COMPLICATIONS: None.
SPECIMENS REMOVED: None.
DESCRIPTION OF OPERATION: The patient was brought back to the operating room and placed supine on the hand table. She was prepped and draped in the usual standard sterile fashion over a nonsterile upper arm-based tourniquet. Esmarch was utilized to exsanguinate the arm, and tourniquet was inflated to 250 mmHg. Total tourniquet time was 60 minutes.

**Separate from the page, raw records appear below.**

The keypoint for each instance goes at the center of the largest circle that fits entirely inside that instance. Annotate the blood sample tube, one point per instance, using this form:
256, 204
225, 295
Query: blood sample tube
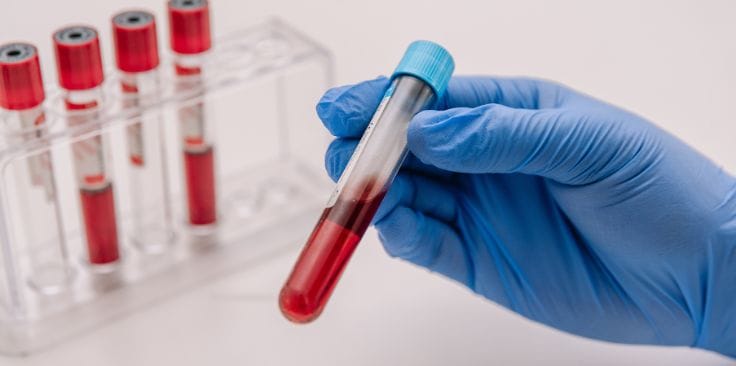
421, 77
79, 68
190, 39
21, 98
136, 56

An incision was carried down through her previous incision over the flexor carpi radialis tendon and carried down sharply through the scar until the flexor carpi radialis tendon was identified. This was then retracted ulnarly, and dissection was continued down along the flexor carpi radialis tendon through a massive amount of scar down to the plate. The entire flexor carpi radialis tendon was encased in a very thick layer of scar, as was the flexor pollicis longus tendon.
Dissection was then carried proximally and distally over the plate until the entire extent of the plate was identified and was cleared of soft tissue attachments. Using a Synthes screwdriver as well as a hand-modulated screwdriver, all screws were removed from the distal radius plate, and the plate was able to be lifted off the bone without complication. Following this, there were no areas of bone that were felt to be sharp or would need to be rasped down.
Attention was then turned to the flexor carpi radialis tendon where a tenolysis was performed, and a thick amount of scar tissue was removed from the tendon. There was a small amount of attrition on the undersurface of the flexor carpi radialis tendon where it was rubbing over the plate.
The flexor pollicis longus tendon was then identified, and dissection was carried proximally and distally over that tendon. The tendon was noted to have severe complete attrition from the proximal extent of the plate up into the carpal tunnel at the distal end of the incision. Pulling on it did not move any joints, except through adhesive tenodesis. The wounds were irrigated copiously, and the wounds were closed with interrupted 5-0 nylon sutures without complication.